Mr. Justice Brennan, dissenting.

The constitutional challenge to the village ordinance is premised solely on alleged infringement of associational and other constitutional rights of tenants. But the named tenant appellees have quit the house, thus raising a serious question whether there now exists a cognizable "case or controversy" that satisfies that indispensable requisite of Art. III of the Constitution. Existence of a case or controversy must, of course, appear at every stage of review, see, e.g., Roe v. Wade, 410 U.S. 113, 125 (1973); Steffel v. Thompson, 415 U.S. 452, 459 n. 10 (1974). In my view it does not appear at this stage of this case.

Plainly there is no case or controversy as to the named tenant appellees since, having moved out, they no longer have an interest, associational, economic or otherwise, to be vindicated by invalidation of the ordinance. Whether there is a cognizable case or controversy must therefore turn on whether the lessor appellees may attack the ordinance on the basis of the constitutional rights of their tenants.
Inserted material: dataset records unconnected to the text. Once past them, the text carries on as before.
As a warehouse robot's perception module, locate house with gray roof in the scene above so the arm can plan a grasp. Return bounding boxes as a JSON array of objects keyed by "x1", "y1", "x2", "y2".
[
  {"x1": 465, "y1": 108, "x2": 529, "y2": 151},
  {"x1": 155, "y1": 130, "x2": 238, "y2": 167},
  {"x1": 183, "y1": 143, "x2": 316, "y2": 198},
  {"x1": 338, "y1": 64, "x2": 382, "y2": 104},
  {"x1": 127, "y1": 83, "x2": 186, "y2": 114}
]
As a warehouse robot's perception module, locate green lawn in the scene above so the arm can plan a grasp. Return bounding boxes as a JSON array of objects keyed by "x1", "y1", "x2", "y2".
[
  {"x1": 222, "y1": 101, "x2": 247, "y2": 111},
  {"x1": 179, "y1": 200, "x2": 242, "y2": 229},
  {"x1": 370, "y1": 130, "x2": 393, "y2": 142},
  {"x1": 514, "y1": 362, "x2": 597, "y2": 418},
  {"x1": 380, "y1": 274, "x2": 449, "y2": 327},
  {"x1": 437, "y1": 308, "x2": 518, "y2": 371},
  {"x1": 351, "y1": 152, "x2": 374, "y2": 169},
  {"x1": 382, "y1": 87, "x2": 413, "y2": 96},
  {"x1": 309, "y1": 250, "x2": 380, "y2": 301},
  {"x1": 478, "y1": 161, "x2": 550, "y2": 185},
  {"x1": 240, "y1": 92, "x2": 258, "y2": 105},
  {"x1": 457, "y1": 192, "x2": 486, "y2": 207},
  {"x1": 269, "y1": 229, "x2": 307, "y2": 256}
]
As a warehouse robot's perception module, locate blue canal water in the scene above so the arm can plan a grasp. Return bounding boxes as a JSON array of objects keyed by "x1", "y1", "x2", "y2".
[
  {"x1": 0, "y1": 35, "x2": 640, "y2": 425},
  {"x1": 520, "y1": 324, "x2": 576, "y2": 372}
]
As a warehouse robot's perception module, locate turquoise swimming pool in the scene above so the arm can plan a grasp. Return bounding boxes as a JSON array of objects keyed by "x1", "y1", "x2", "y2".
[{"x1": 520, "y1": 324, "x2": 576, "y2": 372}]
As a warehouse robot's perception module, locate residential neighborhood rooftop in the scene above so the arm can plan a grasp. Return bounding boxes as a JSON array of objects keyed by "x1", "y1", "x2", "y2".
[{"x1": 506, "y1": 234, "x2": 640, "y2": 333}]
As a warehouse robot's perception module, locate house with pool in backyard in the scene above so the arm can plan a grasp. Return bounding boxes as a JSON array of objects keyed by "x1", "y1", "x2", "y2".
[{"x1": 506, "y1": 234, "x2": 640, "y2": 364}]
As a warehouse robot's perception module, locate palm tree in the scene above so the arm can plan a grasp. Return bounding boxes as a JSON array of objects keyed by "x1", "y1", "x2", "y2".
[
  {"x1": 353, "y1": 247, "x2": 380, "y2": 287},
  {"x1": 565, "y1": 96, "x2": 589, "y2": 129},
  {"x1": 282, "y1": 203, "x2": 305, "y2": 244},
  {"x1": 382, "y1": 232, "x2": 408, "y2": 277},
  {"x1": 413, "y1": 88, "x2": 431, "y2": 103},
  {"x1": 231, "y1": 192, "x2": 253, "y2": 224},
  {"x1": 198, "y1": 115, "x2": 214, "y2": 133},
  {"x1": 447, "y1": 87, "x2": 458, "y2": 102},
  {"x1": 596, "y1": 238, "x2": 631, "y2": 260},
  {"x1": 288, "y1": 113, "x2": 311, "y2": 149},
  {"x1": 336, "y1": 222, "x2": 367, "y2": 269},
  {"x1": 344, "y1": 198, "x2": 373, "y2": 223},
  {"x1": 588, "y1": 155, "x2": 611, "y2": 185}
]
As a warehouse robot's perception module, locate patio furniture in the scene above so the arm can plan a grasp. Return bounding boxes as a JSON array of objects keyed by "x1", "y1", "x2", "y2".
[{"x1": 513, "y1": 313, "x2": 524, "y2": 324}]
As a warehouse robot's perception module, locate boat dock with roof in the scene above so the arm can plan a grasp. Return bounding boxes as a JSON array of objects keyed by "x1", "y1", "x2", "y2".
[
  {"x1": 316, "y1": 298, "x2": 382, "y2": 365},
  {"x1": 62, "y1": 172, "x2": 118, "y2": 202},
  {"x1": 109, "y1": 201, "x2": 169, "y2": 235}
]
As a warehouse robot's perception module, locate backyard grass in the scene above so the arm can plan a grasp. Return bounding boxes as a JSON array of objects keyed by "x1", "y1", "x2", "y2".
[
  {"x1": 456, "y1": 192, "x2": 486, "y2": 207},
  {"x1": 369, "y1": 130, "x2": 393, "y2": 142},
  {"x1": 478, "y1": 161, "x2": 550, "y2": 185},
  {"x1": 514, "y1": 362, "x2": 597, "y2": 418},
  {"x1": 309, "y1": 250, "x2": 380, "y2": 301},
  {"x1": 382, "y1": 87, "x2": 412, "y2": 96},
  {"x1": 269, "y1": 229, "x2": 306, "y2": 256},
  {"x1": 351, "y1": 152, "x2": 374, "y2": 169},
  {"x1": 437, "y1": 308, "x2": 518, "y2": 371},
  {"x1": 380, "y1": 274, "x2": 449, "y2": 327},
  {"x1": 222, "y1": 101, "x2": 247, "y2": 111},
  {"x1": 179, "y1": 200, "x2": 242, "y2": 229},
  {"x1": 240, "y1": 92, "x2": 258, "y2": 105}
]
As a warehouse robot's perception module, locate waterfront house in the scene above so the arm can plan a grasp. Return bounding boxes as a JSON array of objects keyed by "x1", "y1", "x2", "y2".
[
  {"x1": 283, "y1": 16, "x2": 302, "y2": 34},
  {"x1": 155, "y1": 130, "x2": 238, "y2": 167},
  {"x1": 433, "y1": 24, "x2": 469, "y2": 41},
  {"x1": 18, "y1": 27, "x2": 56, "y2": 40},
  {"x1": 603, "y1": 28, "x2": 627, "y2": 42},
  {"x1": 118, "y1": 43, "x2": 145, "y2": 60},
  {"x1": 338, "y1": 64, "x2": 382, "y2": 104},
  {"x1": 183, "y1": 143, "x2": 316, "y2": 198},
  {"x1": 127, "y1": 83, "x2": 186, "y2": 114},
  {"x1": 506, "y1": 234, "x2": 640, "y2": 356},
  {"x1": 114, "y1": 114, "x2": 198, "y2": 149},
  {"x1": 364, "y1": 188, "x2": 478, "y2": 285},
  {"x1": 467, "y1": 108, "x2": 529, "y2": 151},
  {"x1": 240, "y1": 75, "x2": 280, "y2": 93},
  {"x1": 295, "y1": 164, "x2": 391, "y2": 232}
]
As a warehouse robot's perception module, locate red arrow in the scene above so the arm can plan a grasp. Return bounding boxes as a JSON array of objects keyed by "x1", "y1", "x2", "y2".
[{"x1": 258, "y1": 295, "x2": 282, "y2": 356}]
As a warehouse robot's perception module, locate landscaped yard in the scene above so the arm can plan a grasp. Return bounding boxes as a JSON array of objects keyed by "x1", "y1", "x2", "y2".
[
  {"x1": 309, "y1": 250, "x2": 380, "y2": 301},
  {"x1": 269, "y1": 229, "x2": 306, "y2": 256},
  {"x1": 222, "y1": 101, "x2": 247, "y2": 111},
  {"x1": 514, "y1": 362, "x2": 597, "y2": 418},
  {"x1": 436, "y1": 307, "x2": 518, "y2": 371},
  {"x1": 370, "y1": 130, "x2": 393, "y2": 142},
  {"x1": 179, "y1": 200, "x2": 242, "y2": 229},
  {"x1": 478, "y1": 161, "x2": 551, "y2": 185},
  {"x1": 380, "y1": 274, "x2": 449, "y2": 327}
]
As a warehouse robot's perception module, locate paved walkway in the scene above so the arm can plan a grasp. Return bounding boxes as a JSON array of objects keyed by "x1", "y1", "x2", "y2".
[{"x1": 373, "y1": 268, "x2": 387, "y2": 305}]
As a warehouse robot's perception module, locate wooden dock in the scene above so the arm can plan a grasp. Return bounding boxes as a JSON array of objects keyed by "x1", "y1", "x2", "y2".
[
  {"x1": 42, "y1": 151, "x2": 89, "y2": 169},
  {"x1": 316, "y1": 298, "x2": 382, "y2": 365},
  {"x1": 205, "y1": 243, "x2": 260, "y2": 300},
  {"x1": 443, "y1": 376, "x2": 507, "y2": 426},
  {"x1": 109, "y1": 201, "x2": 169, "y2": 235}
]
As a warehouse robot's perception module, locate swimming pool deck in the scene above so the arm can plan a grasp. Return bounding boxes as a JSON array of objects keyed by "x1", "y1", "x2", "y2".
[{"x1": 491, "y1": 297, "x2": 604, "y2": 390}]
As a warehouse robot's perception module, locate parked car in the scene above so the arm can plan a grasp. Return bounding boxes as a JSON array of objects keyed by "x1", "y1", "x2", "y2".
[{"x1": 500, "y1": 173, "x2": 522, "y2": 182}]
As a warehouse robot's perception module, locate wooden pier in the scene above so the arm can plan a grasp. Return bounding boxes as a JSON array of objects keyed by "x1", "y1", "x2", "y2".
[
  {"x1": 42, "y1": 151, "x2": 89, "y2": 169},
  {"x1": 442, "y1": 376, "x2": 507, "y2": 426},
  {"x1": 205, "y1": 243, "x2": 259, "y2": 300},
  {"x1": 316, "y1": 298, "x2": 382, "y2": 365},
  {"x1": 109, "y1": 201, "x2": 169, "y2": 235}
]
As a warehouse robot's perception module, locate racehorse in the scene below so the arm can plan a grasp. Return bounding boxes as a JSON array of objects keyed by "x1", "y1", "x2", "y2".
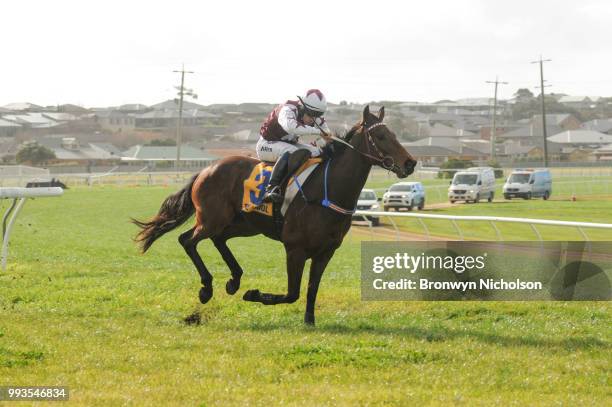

The general "weighty" rule of practice is "that a litigant may only assert his own constitutional rights or immunities," United States v. Raines, 362 U.S. 17, 22 (1960). A pertinent exception, however, ordinarily limits a litigant to the assertion of the alleged denial of another's constitutional rights to situations in which there is: (1) evidence that as a direct consequence of the denial of constitutional rights of the others, the litigant faces substantial economic injury, [p11] Pierce v. Society of Sisters, 268 U.S. 510, 535–536 (1925); Barrows v. Jackson, 346 U.S. 249, 255–256 (1953), or criminal prosecution, Griswold v. Connecticut, 381 U.S. 479, 481 (1965); Eisenstadt v. Baird, 405 U.S. 438 (1972), and (2) a showing that the litigant's and the others' interests intertwine and unless the litigant may assert the constitutional rights of the others, those rights cannot effectively be vindicated. Griswold v. Connecticut, supra; Eisenstadt v. Baird, supra; see also NAACP v. Alabama, 357 U.S. 449 (1958).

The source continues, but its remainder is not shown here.